The study addresses key limitations of nanoparticle-based hydrogel adhesives—low adhesion energy, limited adhesion spectrum, and slow formation—by combining chemically active nanoparticles with a dissipative hydrogel network. The absorption–interaction mechanism, enhanced by hydrogel water uptake and electrostatic interactions between ANP carboxyl groups and hydrogel quaternary ammonium groups, enables rapid interfacial assembly and bonding in wet environments. Concurrently, the agarose-based dissipative network toughens the interface by resisting crack propagation, translating hydrogel fracture toughness into higher interfacial adhesion energy. The nanohesives demonstrate broad-spectrum, robust adhesion to untreated engineering materials and biological tissues, with tolerance to interfacial foulants (PBS, blood, fat) and surface roughness, enabling practical deployment where pre-treatment is not feasible. The substantial increase in adhesion energy (up to ~1500 J/m²) and rapid formation expands design flexibility and utility over prior nanoparticle glues. The successful integration of flexible sensors for in vitro and in vivo blood flow monitoring underscores the capacity of nanohesives to create stable, conformal human–machine interfaces, supporting accurate biomechanical signal acquisition. These findings validate the hypothesis that tuning nanoparticle surface chemistry and hydrogel mechanics synergistically improves adhesion performance. The work also highlights how nanoparticle functionalities (e.g., antimicrobial) can be co-delivered at interfaces, suggesting routes to multifunctional adhesive systems.

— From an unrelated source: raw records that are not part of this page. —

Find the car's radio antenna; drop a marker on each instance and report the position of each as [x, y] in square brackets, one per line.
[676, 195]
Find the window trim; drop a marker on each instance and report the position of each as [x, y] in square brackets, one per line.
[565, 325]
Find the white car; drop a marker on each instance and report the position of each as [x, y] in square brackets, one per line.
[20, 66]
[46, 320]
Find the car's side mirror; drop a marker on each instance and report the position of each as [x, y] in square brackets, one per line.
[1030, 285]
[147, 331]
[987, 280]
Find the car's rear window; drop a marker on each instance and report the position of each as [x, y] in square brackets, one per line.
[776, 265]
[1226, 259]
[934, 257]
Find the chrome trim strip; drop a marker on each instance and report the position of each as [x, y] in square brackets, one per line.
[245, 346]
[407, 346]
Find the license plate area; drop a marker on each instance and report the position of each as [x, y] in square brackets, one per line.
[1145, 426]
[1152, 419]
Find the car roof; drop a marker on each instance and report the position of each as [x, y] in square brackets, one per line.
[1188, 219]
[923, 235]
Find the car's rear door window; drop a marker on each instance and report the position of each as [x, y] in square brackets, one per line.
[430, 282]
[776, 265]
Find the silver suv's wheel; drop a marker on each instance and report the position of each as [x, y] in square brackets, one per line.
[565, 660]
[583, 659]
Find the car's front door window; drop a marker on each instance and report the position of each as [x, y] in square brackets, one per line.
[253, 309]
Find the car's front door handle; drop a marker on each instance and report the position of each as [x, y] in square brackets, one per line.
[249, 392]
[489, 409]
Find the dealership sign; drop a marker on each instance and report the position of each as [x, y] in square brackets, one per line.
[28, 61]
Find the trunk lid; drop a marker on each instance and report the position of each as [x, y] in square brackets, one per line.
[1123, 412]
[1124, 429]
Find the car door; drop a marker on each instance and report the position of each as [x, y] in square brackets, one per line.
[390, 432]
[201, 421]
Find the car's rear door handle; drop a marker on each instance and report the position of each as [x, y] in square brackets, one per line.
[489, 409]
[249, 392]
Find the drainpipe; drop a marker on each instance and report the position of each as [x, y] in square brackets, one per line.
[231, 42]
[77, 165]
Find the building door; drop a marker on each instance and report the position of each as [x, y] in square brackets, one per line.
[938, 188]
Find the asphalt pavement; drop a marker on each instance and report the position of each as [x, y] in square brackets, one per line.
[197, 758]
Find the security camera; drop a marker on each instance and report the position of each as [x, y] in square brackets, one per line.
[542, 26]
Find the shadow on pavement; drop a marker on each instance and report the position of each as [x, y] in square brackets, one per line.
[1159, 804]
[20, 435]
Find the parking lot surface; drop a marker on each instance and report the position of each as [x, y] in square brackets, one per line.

This work introduces nanohesives that synergize carboxyl-functionalized silica nanoparticles with a dissipative, cationic hydrogel to achieve rapid, universal, and tough wet adhesion across engineering solids and biological tissues without surface pre-treatment. The system leverages an absorption–interaction mechanism and hydrogel energy dissipation to reach adhesion energies up to ~1500 J/m², while maintaining biocompatibility and inherent antibacterial activity. Demonstrations of robust, conformal fixation of strain sensors enable accurate blood flow monitoring in vitro and in vivo, illustrating translational potential for biomedical devices and human–machine interfaces. Future research directions include: optimizing nanoparticle shapes (e.g., plates) to enhance interfacial stacking at lower concentrations; incorporating covalent bonding chemistries to stabilize long-term adhesion in challenging physiological environments; further tuning hydrogel dissipative mechanics and charge density; and expanding in vivo validations and application scenarios.

• Measured adhesion on fragile tissues (e.g., liver, kidney) is limited by tissue rupture before interfacial failure, potentially underestimating intrinsic interfacial toughness.
• Slight reduction in adhesion strength after 24 h PBS soaking; long-term stability in physiological environments requires further study.
• Current bonding relies primarily on physical and electrostatic interactions; additional covalent mechanisms may be needed for prolonged stability in body fluids.
• Parametric optimization (nanoparticle shape, size, concentration; hydrogel charge and mesh size) can further improve performance; only selected conditions were explored.
• In vivo demonstrations are limited in scope (single animal model and short monitoring duration); broader preclinical studies are needed to generalize findings.